Tesla registered 3,576 UK vehicles between March 1-17, bringing a preliminary Q1 total to 8,877 units—over 2,000 ahead of Ford (6,858) despite steep year‑over‑year declines (Jan 2026: 718, -50.8% yoy; Feb: 3,140, -40.9% yoy) and a 2025 total of 45,513 (-9.6% vs 2024). The swings are largely attributed to shipment/delivery timing from Giga Berlin and Giga Shanghai and typical quarter‑end registration clustering. In Italy, Leapmotor’s T03—priced as low as €4,900 after incentives—surged to fourth in European EV sales in February, signaling demand for ultra‑low‑cost EVs. Market context: BEVs were 24.2% of new UK car sales in Feb 2026 and PHEVs 11.6% (PHEV share +43.5% yoy); policy changes include VED for EVs from April 2025 (£10 first year, £195 thereafter) and a pay‑per‑mile charge starting April 2028.

Analysis

The headline winners are not just individual OEMs but business models: vertically integrated, software-driven players with flexible production footprints will capture share when shipment timing and inventory pushes create short-term volatility.
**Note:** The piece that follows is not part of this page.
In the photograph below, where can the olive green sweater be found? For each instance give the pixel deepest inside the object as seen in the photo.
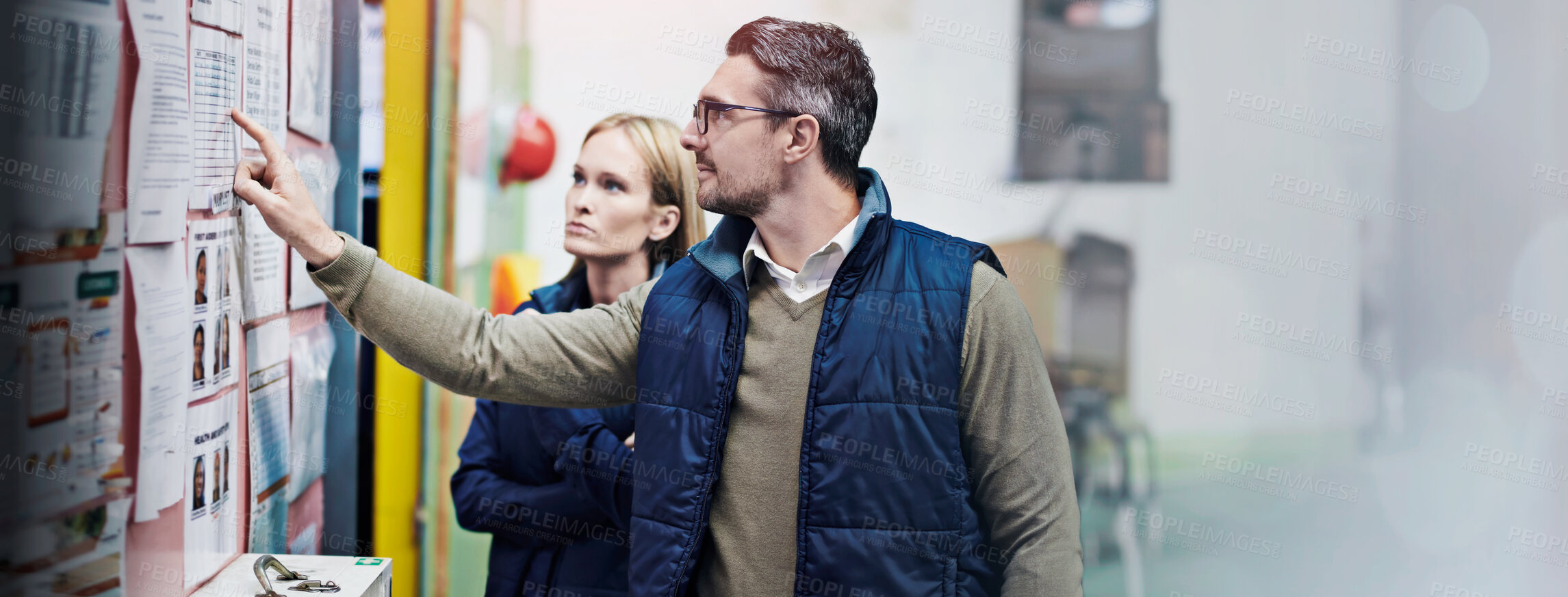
(1014, 439)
Expect month-to-month registration noise to continue as factories and logistics cadence (quarter-end loadings, seasonal soft months) dominate headlines; that creates recurring opportunities to buy volatility around quarter closes and sell into sequential inventory normalization over 6–12 week windows. A cheaper, no-frills EV segment emerging out of China will be a structural deflationary force on average selling prices across Europe over the next 12–24 months, pressuring OEM gross margins and accelerating residual-value deterioration for mid‑priced models. Two second‑order effects matter: (1) used-EV supply will increase faster, compressing lease returns and encouraging fleet operators to shift to smaller, shorter‑cycle assets; (2) charging and service revenue pools will bifurcate between high‑end, high‑margin customers and high‑volume, low‑margin city users, favoring players with scale in either domain. Key catalysts that can reverse current dispersions are policy shifts and trade barriers — removal of incentives or introduction of tariffs/market‑access rules could rapidly re‑rate low‑cost entrants and re‑inflates incumbents’ pricing power within 3–9 months. On the risk side, localized production disruptions or a sustained rollback of purchase incentives are high‑impact tail events that would disproportionately hurt low-margin volume players and revalue growth versus profitability tradeoffs across the sector.